I thought about what would happen if the elevator broke and we fell and died. She was standing in the other corner, smiling to herself, and without even saying anything I knew I didn't want her to die. I didn't even know her name and I'd probably never see her again. My morbid thoughts drew me to her. The elevator stopped and the doors opened and she smiled at me again and walked out.

"Wait," I said. "I don't even know your name." She told me. And I never saw her again.



I found a pearl the other day, in the river. If I were less prone to introspection I might have merely taken it home, or even left it there. As it was I lay on the bank and admired it and its erratic beauty--it's nothing like the pearls you buy at stores. It looks sharper, more organic, more unique.
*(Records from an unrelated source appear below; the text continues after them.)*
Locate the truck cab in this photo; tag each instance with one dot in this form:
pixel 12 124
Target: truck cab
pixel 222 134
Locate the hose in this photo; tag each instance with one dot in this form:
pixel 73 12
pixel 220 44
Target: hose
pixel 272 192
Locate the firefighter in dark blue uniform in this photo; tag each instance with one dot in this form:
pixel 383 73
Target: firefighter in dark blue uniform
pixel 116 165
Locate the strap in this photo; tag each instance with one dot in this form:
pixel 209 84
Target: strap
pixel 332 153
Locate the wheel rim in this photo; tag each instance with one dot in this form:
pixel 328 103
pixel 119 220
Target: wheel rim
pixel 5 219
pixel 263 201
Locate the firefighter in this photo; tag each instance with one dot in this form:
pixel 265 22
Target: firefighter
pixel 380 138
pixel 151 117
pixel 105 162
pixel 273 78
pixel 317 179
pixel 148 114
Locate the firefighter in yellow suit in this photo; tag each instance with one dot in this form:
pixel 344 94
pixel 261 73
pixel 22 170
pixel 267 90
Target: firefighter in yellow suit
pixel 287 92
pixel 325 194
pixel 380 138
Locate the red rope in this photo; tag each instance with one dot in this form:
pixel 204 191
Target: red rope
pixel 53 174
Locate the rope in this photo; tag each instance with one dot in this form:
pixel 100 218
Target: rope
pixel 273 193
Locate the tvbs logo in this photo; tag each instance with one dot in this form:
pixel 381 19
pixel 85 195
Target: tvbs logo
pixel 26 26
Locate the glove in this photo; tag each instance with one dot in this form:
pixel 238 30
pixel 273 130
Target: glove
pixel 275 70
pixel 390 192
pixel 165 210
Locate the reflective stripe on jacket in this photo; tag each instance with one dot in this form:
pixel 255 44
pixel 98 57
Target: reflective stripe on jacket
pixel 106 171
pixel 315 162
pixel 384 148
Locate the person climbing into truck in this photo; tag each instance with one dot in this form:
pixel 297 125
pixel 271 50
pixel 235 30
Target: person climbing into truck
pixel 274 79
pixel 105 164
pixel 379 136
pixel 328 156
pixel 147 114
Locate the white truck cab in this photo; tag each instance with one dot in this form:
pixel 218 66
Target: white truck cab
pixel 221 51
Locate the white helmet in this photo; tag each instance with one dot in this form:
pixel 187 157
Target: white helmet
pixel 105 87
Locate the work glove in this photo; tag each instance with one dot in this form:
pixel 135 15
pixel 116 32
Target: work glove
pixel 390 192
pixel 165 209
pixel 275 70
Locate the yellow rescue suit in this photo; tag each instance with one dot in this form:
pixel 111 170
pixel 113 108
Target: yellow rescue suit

It's formed through pain. Through discomfort, through misfortune, a pearl is born. It is layer upon layer of material secreted because of pain--not necessarily to hide it, or to pretend it isn't there. It's a reaction. It's how the oyster deals with pain.

Yes, the result is beautiful--and maybe that's the point. But that's not why it was made. The oyster cares nothing for beauty, but manages it in the end.


existential angst at a fancy dinner

I don't want anyone to mistake me: the food is excellent. I've never tasted a finer wine and the chef is truly a master of his craft. The company is exquisite: I am seated next to an older gentleman who has earned a fortune in real estate, and the beautiful girl who is his daughter. I have never seen a more beautiful dress. Opposite me is a young man (moving on middle-aged) who is living very comfortably on an income generated in the information technology industry. By all rights I ought to be enjoying myself and celebrating that life is good.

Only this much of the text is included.